6x2x2 - 180 gal / 700Litre

5x aqua one 104 power heads (2000 lph per one) 10,000lph

2x 660 aquamaster (i think) (600lph per one) 1,200lph

1x[return from sump]helia 6655(6600lph 6000lph through head loss) 6000lph

1x [close loop]aqua one 2400 (2000lph through head loss) 2000lph
_________
19,200lph flow

1x bank of 6x t5's

1x 44gallons / 180 litre sump.

1xchullopra algea (dont know spelling and will give results / over growth to anyone in sydney that wants withint a reasonable distance when it starts growing)

1x [sump] 48 watt power compact = to 240watt 5000k for algea grow out




4x 300watt heaters in sump

1x sump 44gal / 90 litres




sump configeration is 4 sections



stage 1 - mechanical filtration

stage 2 - empty for time being

stage 3 - refugium

stage 4 - return pump

1x roll for plumbers tape

hoping to host the softies as im in love with the coraliamophs or how ever you spell it. i also plan on doin the old 'mangrove' skimmer trick to stay as natural + low energy as possible but if doesnt work ill be using the reefoctopus 200 series.

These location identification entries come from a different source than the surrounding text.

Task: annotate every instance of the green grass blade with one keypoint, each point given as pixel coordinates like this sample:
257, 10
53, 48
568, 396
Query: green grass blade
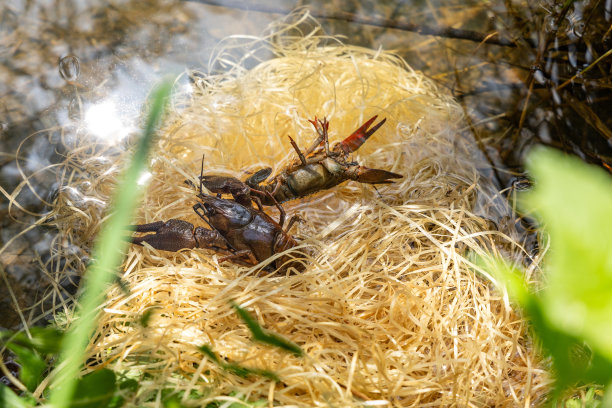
107, 256
263, 336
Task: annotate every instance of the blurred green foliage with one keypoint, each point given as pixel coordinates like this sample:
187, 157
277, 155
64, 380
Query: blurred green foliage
572, 315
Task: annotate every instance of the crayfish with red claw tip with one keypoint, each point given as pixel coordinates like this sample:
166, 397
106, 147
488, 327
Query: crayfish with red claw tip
243, 234
317, 168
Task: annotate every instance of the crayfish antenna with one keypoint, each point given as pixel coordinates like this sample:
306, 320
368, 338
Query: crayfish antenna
201, 173
359, 137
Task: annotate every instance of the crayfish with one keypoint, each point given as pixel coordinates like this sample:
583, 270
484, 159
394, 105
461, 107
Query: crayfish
317, 168
247, 235
244, 234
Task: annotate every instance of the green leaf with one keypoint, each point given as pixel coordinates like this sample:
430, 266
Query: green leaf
95, 389
9, 399
236, 369
32, 365
45, 340
574, 202
263, 336
108, 255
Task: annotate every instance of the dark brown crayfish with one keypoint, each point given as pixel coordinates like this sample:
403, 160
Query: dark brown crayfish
317, 168
244, 234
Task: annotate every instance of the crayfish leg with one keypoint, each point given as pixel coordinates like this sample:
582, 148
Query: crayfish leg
240, 255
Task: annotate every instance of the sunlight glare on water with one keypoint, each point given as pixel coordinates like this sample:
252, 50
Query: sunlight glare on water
103, 121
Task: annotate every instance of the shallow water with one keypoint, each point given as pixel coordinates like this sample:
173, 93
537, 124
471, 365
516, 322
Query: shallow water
86, 66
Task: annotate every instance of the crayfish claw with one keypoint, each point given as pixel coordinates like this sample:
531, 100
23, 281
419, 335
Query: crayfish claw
373, 176
359, 137
171, 235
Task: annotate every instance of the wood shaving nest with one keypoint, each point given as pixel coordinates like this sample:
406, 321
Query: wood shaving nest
390, 310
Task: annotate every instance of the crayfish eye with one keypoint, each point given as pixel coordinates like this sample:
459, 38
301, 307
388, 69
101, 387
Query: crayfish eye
210, 210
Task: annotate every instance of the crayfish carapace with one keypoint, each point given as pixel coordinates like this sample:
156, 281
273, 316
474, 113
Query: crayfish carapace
247, 235
244, 235
317, 168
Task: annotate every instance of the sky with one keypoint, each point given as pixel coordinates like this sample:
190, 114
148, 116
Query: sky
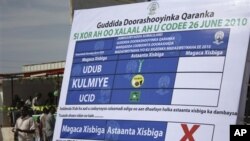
33, 32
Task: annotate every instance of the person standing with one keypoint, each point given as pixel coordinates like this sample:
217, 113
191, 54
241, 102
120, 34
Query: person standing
50, 123
25, 126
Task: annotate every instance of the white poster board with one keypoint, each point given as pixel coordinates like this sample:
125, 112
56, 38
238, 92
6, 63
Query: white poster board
162, 70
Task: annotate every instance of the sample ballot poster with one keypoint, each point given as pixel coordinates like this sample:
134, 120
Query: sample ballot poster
154, 71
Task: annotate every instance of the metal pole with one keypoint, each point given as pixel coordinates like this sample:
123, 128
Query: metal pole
12, 91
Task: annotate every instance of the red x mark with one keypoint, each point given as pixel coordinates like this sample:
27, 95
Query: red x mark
188, 134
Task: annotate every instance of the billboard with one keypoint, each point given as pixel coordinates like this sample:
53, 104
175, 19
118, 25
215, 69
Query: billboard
161, 70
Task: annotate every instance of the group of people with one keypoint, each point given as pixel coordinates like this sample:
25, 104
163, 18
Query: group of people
41, 129
28, 128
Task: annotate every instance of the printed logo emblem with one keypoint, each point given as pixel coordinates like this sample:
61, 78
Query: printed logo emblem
135, 96
218, 37
137, 81
153, 7
188, 132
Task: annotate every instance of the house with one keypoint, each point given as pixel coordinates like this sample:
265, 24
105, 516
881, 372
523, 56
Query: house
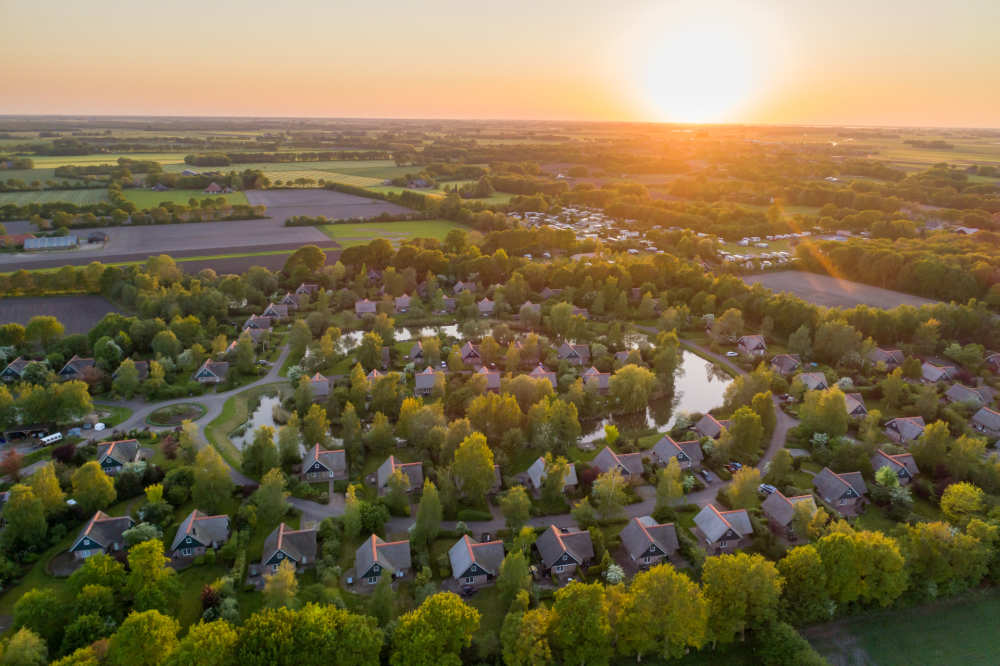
536, 475
364, 307
892, 358
492, 379
563, 549
101, 534
987, 422
813, 381
15, 369
688, 454
276, 311
786, 364
212, 372
901, 463
414, 471
845, 492
375, 557
198, 533
76, 367
113, 456
141, 367
424, 382
647, 542
931, 374
629, 464
324, 465
905, 428
284, 543
709, 426
854, 403
723, 530
574, 354
485, 307
470, 354
752, 346
780, 510
596, 380
474, 563
961, 393
540, 372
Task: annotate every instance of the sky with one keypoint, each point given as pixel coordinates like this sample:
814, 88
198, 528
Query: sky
849, 62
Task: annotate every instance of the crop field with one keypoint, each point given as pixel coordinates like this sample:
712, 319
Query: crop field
78, 314
958, 633
358, 234
79, 197
150, 199
832, 292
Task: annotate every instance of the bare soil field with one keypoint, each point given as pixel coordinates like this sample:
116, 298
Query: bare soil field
78, 314
283, 204
833, 292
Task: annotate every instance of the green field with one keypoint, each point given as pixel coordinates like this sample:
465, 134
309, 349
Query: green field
362, 233
150, 199
960, 633
79, 197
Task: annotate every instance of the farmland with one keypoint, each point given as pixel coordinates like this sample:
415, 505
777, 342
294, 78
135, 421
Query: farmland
78, 314
149, 199
832, 292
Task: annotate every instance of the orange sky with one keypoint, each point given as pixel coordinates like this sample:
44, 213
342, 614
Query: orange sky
776, 61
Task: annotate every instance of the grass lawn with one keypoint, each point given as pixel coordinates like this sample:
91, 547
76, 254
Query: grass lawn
78, 197
952, 632
144, 199
362, 233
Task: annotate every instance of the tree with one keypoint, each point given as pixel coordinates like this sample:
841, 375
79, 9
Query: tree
213, 484
581, 630
665, 613
516, 507
429, 514
960, 502
435, 633
144, 639
743, 592
45, 486
473, 466
281, 586
92, 488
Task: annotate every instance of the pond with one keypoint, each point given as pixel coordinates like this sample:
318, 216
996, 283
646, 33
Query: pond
699, 387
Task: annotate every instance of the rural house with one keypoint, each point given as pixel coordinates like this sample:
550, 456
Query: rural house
113, 456
198, 533
474, 563
724, 531
101, 534
905, 428
375, 557
902, 464
563, 549
323, 465
688, 453
647, 542
296, 546
844, 492
536, 475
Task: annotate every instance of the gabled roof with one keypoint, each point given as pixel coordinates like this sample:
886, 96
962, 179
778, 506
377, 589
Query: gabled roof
714, 524
487, 556
390, 555
781, 509
643, 532
204, 529
556, 541
297, 545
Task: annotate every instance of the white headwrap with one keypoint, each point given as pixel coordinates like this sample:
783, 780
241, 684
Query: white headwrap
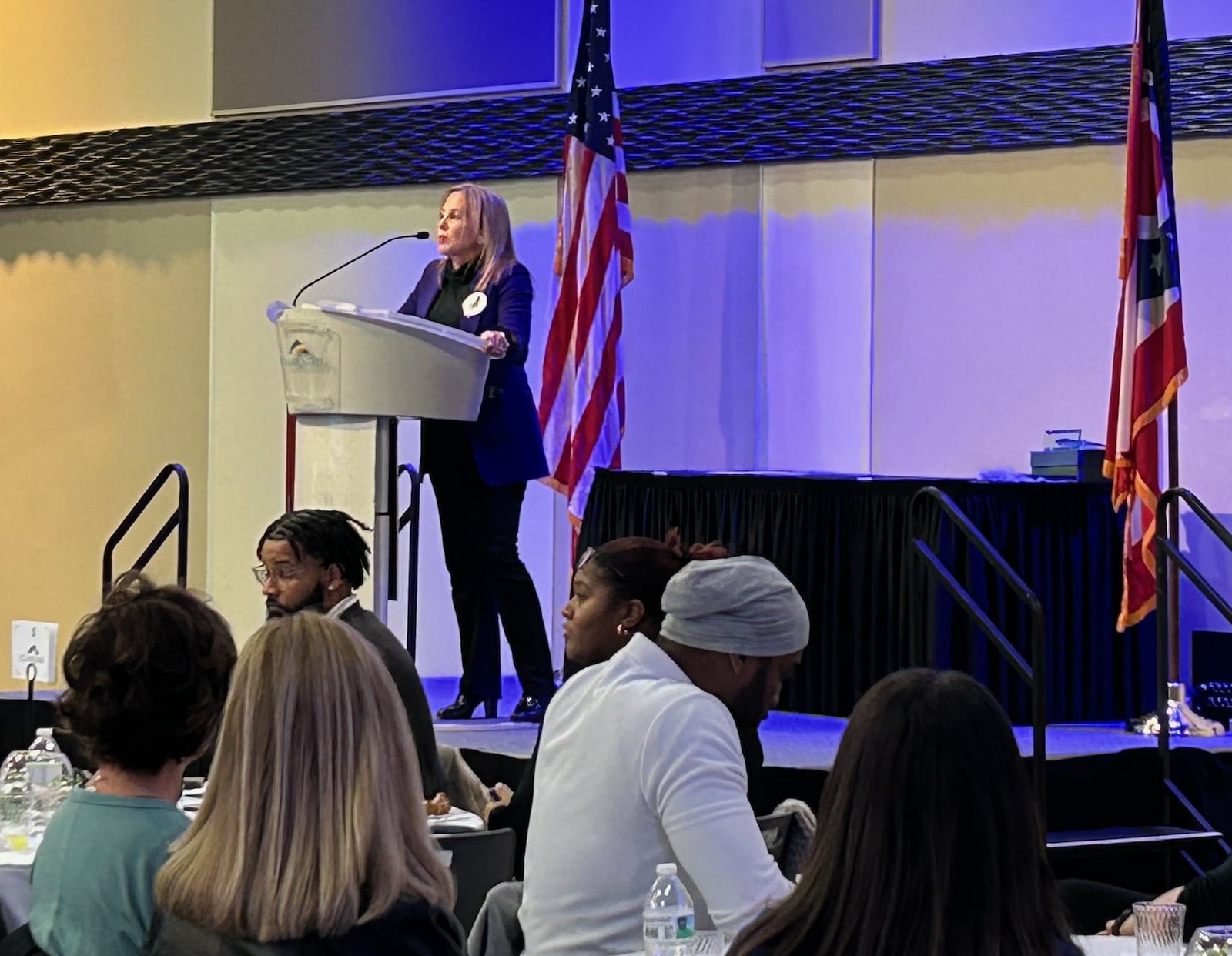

plz tell me if i missed anything as yea im still abit of a noob, i left room to put in controllers/probes later on. its been a great experience setting up my first big boy and anyone in sydney that is having any problems should see 

plumbing solutions:
- st george aquariums a guy named keren
- majestic aquariums

all glass needs inclueding tank:
- xtreme aquariums


live rock / tank stand
- Aquamaster Aquariums
ill be adding pics when my live rock is delivered, but just so exited that it is running, not leaking, not electrocuting, not falling apart or killing anything in any way shape or form

budget = $1500
real life = $2000

on an apprentice wage...

as these people have helped me so much for setting up the tank and stil would just be a big glass if they didnt help me asmuch as they did


----------



## assualt911 (Jul 15, 2007)

wow thats cold :blueshake: :blueshake: :blueshake:


----------



## Mrmofo (Feb 11, 2007)

good or bad thing? i can up it easily because without heaters it sits at about 23 degrees...im talking celcius


----------